Using a genotype-to-phenotype mapping based on a quantitative model of protein folding, we compare the standard genetic code to seven of its naturally occurring variants with respect to the fitness loss associated to mistranslation and mutation. These fitness losses are computed through computer simulations of protein evolution with mutations that are either neutral or lethal, and different mutation biases, which influence the balance between unfolding and misfolding stability. We show that the alternative codes may produce significantly different mutation and translation loads, particularly for genomes evolving with a rather large mutation bias. Most of the alternative genetic codes are found to be disadvantageous to the standard code, in agreement with the view that the change of genetic code is a mutationally driven event. Nevertheless, one of the studied alternative genetic codes is predicted to be preferable to the standard code for a broad range of mutation biases.

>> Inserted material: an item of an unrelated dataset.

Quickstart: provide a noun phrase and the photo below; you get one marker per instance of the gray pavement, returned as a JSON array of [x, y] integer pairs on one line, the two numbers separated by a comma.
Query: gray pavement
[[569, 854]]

Our results show that, with one exception, the standard genetic code is generally better able to reduce the translation load than the naturally occurring variants studied here. Besides this exception, some of the other alternative genetic codes are predicted to be better adapted for extreme mutation biases. Hence, the fixation of alternative genetic codes might be a neutral or nearly-neutral event in the majority of the cases, but adaptation cannot be excluded for some of the studied cases.